Vale seeks application to prosecute picketing workers
(Reuters) — A wildcat strike by construction workers at iron ore company Vale's nickel processing plant in Long Harbour, N.L.dragged into its fifth day on July 16, with hundreds of union members refusing to enter the job site in protest over wages.
Strikers lined the road to the construction project, ignoring calls from union representatives to return to work.
The company was in court on July 16 seeking application to prosecute picketing workers for contempt of court.
About half the workforce, or some 1,000 workers, were working at the $3.6 billion construction project on July 16, Vale said.
The Brazilian mining giant is building the Long Harbour plant to process nickel from its Voisey's Bay project in Labrador. The facility is expected to start operations in 2013.

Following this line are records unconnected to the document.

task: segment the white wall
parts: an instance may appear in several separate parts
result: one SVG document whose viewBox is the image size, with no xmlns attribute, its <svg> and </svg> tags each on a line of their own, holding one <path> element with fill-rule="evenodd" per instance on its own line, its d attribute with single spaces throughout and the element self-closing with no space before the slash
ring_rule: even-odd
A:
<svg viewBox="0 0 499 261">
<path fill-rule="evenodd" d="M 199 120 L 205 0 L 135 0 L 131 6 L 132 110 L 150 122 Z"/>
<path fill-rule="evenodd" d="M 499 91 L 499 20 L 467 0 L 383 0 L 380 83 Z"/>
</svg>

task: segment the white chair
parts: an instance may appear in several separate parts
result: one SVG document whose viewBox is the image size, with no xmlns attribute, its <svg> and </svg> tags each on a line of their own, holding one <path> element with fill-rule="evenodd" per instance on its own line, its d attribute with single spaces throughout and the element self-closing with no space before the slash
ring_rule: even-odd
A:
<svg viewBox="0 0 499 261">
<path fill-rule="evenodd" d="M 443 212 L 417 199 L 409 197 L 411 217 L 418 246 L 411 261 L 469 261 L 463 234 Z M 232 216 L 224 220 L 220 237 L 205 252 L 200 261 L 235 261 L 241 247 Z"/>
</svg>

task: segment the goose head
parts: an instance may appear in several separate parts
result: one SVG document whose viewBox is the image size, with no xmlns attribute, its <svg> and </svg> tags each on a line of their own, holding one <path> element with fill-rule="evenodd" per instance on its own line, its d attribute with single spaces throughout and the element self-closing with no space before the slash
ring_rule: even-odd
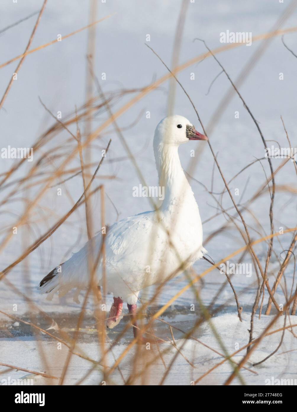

The strike started On July 12, when some 100 crane operators blocked the entrance to the construction site.
The operators were upset over pay, which they say is lower than in other parts of Canada, the Canadian Broadcasting Corporation said. Workers at Long Harbour are represented by a number of unions and all have collective agreements in place.
Vale won a court injunction last week to prevent workers from blocking the road to the project. It was not clear on July 16 if the strike would cause project delays.
"This is an important project for us," said Vale Canada spokesman Cory McPhee. "We need to see this through to completion and these types of interruptions certainly don't help."